At RPA, Bob Yaro led the five-year effort to prepare RPA's Third Regional Plan, A Region at Risk, which he co-authored in 1996. And he also initiated work on the 4th Regional Plan, which was completed in 2018. These strategic plans are designed to shape metropolitan growth and development and policies and investments in transportation, environment and climate, housing and urban design across the New York-New Jersey-Connecticut Metropolitan region.
At RPA he also established and led the Civic Alliance to Rebuild Downtown New York, a broad-based coalition of civic groups formed to guide redevelopment in Lower Manhattan in the aftermath of the September 11 attacks on the World Trade Center.
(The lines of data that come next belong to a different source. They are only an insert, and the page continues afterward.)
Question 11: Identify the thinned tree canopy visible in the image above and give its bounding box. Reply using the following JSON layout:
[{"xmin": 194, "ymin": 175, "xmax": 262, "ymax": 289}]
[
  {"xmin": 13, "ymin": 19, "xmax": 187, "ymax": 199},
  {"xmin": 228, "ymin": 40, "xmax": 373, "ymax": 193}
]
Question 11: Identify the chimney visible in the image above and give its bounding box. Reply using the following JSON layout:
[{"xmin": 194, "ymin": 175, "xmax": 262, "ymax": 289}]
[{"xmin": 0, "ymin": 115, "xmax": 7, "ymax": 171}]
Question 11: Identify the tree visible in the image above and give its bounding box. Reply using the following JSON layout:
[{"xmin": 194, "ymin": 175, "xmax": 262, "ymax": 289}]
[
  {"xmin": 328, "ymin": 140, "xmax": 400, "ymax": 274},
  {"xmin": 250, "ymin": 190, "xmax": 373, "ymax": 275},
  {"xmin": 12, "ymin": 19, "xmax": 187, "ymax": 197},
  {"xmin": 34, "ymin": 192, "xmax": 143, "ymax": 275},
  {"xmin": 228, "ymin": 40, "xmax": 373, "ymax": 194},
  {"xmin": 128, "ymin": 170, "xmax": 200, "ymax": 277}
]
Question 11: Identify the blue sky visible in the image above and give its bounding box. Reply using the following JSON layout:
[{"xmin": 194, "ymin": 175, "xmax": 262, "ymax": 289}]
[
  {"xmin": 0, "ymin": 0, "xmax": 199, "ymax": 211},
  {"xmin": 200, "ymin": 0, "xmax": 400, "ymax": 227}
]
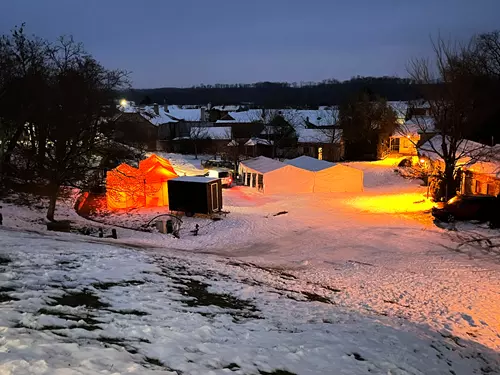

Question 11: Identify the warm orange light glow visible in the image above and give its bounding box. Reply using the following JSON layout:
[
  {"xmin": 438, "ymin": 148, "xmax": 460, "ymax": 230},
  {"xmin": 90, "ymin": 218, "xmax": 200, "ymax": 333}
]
[
  {"xmin": 347, "ymin": 193, "xmax": 433, "ymax": 213},
  {"xmin": 106, "ymin": 155, "xmax": 177, "ymax": 210}
]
He also initiated and led America 2050, an investigation of long-term development trends and infrastructure needs for the United States and its magaregions. In partnership with the World Bank, he also initiated the Metro Lab, an initiative to assist emerging global cities in preparing their own metropolitan strategic plans
Prior to coming to the Weitzman School in 2002, Mr. Yaro served on the faculties of the University of Massachusetts at Amherst and Harvard and Columbia Universities. From 1985 to 1989, Mr. Yaro was Associate Professor of City & Regional Planning at UMass and founder and Director of the University's Center for Rural Massachusetts. In this role he initiated Growing Smart in Massachusetts, the nation's first smart growth initiative, and coined the term “smart growth.” In 2015 he served as Visiting Professor at the University of Texas at Austin, where he led a studio that outlined a regional plan for the Texas Hill Country, continuing a life-long interest in planning for large landscapes.
From 1976 to 1984 Mr. Yaro served as a city planner at the Boston Redevelopment Authority and then as Chief Planner and then Deputy Commissioner of the Massachusetts Department of Environmental Management.
He is now leading Rebooting New England, an initiative to build a high-performance rail network between New York and Boston, as part of a broader effort to with revitalize the region’s mid-sized cities. He also co-chairs the New York-New Jersey Metropolitan Storm Surge Working Group, which is advancing a proposed system of both off-shore and perimeter storm surge barriers to protect the nation’s largest urban region from future storm surges.
He is an honorary lifetime member of the Royal Town Planning Institute and American Society of Landscape Architects.